Why do People Choose BlueSky Over Mastodon? - eviltoast

I’s heard news that BlueSky has been growing a lot as Xitter becomes worse and worse, but why do people seem to prefer BlueSky? This confuses me because BlueSky does not have any federalization technologies built into it, meaning it’s just another centralized platform, and thus vulnerable to the same things that make modern social media so horrible.

And so, in the hopes of having a better understanding, I’ve come here to ask what problems Mastodon has that keep people from migrating to it and what is BlueSky doing so right that it attracts so many people.

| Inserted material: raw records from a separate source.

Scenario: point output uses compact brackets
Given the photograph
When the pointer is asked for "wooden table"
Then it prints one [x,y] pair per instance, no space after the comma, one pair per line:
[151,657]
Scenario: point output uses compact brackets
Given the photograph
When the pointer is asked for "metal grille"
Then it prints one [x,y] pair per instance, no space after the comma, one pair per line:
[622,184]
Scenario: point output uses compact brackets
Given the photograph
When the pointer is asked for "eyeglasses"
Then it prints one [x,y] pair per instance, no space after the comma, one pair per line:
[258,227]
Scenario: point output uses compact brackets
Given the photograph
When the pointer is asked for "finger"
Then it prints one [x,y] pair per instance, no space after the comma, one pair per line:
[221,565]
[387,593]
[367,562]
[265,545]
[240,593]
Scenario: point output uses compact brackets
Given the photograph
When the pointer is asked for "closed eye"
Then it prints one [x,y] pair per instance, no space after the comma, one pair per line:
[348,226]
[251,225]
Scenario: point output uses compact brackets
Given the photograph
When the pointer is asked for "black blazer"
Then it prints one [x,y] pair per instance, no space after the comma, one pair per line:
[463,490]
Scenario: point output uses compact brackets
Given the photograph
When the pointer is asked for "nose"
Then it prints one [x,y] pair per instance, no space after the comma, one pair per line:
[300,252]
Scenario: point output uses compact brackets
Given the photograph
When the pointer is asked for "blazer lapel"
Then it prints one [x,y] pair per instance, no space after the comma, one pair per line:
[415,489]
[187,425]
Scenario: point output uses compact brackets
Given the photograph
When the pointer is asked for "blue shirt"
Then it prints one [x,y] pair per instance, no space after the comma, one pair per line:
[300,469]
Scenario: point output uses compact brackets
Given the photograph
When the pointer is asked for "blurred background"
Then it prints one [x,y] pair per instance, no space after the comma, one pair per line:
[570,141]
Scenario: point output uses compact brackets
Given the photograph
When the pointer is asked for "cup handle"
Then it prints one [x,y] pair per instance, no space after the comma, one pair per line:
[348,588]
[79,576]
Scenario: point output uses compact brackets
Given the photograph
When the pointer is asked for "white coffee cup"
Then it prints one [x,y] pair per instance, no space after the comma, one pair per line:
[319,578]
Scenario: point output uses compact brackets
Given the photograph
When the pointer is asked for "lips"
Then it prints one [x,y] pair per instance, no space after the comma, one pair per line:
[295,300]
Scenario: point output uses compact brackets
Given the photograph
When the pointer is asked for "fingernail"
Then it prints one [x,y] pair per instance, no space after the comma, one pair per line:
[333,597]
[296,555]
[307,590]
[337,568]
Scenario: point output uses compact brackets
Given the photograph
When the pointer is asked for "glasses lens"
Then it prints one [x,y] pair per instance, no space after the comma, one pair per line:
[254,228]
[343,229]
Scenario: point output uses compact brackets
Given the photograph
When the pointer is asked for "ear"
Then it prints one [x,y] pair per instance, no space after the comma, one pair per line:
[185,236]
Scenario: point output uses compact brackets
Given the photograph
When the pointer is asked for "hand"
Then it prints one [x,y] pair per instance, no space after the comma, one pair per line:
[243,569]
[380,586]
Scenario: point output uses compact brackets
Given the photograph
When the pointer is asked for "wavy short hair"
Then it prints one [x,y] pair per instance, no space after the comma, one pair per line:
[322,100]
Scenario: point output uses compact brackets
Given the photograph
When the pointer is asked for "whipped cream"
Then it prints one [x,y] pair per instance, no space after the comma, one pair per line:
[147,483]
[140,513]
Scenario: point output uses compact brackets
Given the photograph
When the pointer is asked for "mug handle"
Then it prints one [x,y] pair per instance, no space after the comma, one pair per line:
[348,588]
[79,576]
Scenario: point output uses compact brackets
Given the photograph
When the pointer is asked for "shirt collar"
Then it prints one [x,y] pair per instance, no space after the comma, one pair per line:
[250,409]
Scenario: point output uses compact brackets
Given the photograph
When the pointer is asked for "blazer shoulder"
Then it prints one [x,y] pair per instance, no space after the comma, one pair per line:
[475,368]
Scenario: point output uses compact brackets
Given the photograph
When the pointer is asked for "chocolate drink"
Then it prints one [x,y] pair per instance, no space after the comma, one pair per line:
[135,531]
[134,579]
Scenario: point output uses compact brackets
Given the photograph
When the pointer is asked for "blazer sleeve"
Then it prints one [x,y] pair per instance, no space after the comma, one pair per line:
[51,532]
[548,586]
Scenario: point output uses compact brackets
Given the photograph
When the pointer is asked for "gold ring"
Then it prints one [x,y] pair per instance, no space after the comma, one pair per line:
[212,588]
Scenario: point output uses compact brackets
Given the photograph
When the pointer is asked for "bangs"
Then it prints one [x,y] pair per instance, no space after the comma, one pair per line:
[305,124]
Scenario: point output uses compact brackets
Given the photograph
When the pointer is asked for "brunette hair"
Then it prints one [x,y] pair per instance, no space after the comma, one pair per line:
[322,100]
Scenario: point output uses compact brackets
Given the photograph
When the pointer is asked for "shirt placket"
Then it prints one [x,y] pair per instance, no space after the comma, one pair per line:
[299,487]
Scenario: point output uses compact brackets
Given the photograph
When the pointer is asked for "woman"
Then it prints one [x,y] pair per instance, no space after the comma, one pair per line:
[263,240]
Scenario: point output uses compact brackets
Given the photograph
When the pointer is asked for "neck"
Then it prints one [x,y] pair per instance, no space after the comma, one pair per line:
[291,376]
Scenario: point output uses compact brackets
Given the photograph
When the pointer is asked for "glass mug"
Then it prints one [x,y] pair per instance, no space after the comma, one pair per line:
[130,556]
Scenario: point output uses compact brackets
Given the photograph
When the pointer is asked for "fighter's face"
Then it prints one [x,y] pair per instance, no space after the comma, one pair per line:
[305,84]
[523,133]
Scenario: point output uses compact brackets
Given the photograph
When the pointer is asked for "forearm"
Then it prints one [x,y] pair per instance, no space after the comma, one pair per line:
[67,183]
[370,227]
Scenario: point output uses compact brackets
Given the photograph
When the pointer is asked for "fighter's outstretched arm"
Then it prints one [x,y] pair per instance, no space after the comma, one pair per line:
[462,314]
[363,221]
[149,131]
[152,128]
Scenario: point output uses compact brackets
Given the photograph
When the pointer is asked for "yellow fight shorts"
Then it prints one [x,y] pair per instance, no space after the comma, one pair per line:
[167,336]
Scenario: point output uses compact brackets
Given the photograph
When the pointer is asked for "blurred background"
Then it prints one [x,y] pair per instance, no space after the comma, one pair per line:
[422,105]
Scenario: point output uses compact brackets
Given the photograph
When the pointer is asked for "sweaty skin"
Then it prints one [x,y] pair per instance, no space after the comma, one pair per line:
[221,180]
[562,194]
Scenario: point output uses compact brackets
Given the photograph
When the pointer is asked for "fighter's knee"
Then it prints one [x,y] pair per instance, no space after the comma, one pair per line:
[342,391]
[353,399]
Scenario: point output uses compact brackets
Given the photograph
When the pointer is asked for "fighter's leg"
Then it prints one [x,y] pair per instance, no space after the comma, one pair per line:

This question is directed to those who have used all three platforms, although others are free to put out their own thoughts.

(To be clear, I’ve never used Xitter, BlueSky or Mastodon. I’m asking specifically so that I don’t have to make an account on each to find out by myself.)


Edit:

Edit2: (changed the wording a bit on the last part of point 1 to make my point clearer.)

From reading the comments, here are what seems to be the main reasons:
  1. Federation is hard

The concept of federation seems to be harder to grasp than tech people expected. As one user pointed out, tech literacy is much less prevalent than tech folk might expect.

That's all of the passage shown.